= Elaine Rich =

American computer scientist

Elaine Alice Rich is an American computer scientist, known for her textbooks on artificial intelligence and automata theory and for her research on user modeling. She is retired as a distinguished senior lecturer from the University of Texas at Austin.

==Education and career==
Rich is the daughter of applied mathematician Robert Peter Rich. She majored in linguistics and applied mathematics at Brown University, graduating magna cum laude in 1972. She completed her Ph.D. at Carnegie Mellon University in 1979. Her doctoral dissertation, Building and Exploiting User Models, was supervised by George G. Robertson.

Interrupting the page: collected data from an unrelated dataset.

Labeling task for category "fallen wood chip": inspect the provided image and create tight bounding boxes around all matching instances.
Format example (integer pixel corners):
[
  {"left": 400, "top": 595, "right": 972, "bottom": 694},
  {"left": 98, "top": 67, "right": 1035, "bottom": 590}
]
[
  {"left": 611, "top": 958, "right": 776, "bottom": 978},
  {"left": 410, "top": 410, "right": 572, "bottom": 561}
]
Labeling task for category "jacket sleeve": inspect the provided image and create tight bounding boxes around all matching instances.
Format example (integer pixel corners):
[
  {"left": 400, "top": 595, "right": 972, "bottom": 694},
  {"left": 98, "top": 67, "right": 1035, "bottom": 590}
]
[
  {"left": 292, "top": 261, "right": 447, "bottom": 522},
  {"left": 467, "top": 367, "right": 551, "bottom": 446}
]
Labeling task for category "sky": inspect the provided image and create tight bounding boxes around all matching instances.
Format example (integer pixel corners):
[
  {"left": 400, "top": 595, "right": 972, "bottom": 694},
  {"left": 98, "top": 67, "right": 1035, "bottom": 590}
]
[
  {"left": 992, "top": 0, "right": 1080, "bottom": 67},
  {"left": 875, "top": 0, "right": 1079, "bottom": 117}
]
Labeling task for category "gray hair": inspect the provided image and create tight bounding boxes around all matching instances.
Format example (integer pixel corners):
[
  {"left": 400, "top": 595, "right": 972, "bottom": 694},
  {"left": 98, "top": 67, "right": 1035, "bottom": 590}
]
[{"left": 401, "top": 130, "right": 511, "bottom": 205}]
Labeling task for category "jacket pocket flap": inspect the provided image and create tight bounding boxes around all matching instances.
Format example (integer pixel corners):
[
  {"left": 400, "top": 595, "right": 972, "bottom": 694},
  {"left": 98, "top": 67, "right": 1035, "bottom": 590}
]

She joined the University of Texas at Austin as an assistant professor in 1979, but in 1985 moved to the Microelectronics and Computer Technology Corporation (MCC) as a researcher in the Human Interface Laboratory and Knowledge-Based Natural Language Project. At MCC she became director of the Artificial Intelligence Laboratory in 1988. She left MCC in 1993. In 1998 she returned to the University of Texas as an adjunct associate professor, and in 2000 became a senior lecturer. During her time at UT, she developed an interactive textbook, FREGE (Fundamentals of Reasoning for the Electronic Age), which was utilized in a course at the university. She retired from UT at the end of 2016.

==Books==
Rich is the author of:
- Artificial Intelligence (McGraw-Hill, 1983; 2nd ed., with K. Knight, 1991; 3rd. ed, with K. Knight and S. B. Nair, 2009)
- Automata, Computability, and Complexity: Theory and Applications (Prentice-Hall, 2008)

==Recognition==
Rich was named a Fellow of the Association for the Advancement of Artificial Intelligence in 1991.